= Volumetric Imaging and Processing of Integrated Radar =

Doppler weather radar software

Volumetric Imaging and Processing of Integrated Radar, known by the acronym VIPIR, is an analysis and display program for Doppler weather radar, created and sold by Baron Services. This software allows improved analysis of radar data for private users, in particular television stations, similar to the Weather Decision Support System program used by the National Weather Service.

==Technique==
WSR-88D, or NEXRAD, Doppler weather radars scan at various elevations, creating a volume scan. This data can be manipulated in a three-dimensional view by VIPIR. The result of this process is a three-dimensional image of the storm, which may be rotated and viewed from any angle. If imagery is zoomed in at an adequate range, actual weather satellite data can be superimposed.

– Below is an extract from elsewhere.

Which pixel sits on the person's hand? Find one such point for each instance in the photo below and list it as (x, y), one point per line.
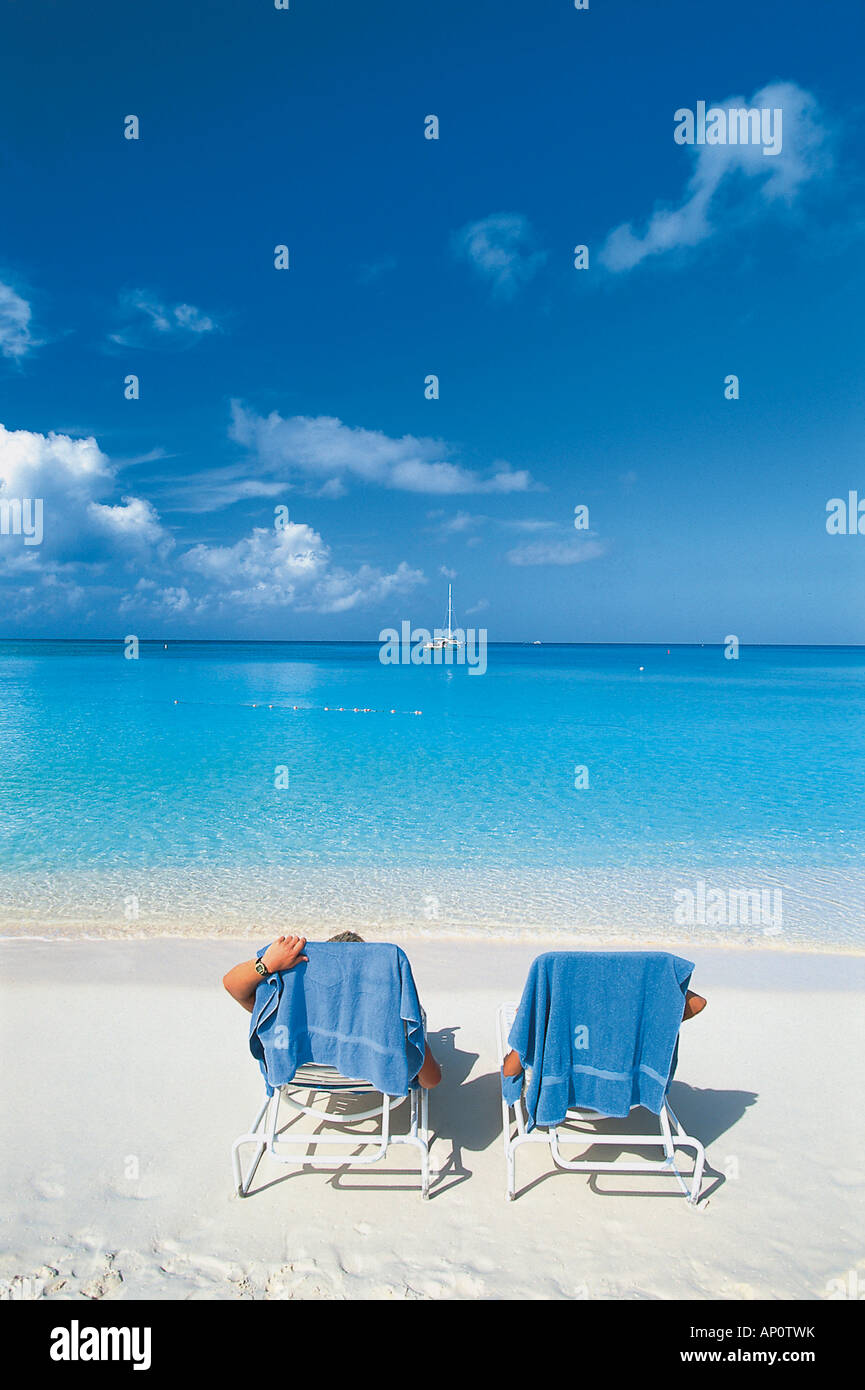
(284, 954)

VIPIR images can be constructed from multiple sources, including Doppler weather radar and NEXRAD. It is used by television meteorologists to give a comprehensive view of weather, in particular severe weather events.

==Algorithms==
Included in VIPIR are algorithms that analyze precipitation data in order to find signatures of severe thunderstorms, accumulation of rain or snow, and other weather patterns of interest.

===Storm tracking===
VIPIR automatically locates thunderstorms over the radar coverage area using algorithms analyzing the water content of each storm, its motion and wind fields. Storms are classified according to certain criteria and ranked. The ones capable of producing a tornado are flagged by red or yellow cylinders according to the strength of the vortex as defined by the tornado vortex signature criteria similar to those the National Weather Service uses. To do this, it uses the presence of a BWER in reflectivity and atmospheric rotation picked up by Doppler weather radar.

===Accumulations===
VIPIR tracks snowfall/rainfall accumulations. It has an extrapolation feature to predict snowfall totals in excess of 24 hours in advance using meteorological computer model outputs. The algorithm, called Snow Machine, forecasts several precipitation types: rain, sleet and wintry mix.

===Baron Tornado Index===

The BTI, a product that was recently introduced, is mainly used to determine the probability of the presence of a tornado or tornadoes inside a tornadic vortex signature on the rear flank of the storm, to better alert potential high risk areas for tornadoes and to easily track them. With the help of radar data, mesoscale models and algorithms, it is measured on a scale of 0 to 10. The higher the BTI value is, the more likely a tornado is on the ground. Shear markers from different colors are used with BTI values above 2. Yellow markers are used for values between 2 and 3.9, Orange markers are used for values between 4 and 6.9 and red markers are used for values over 7.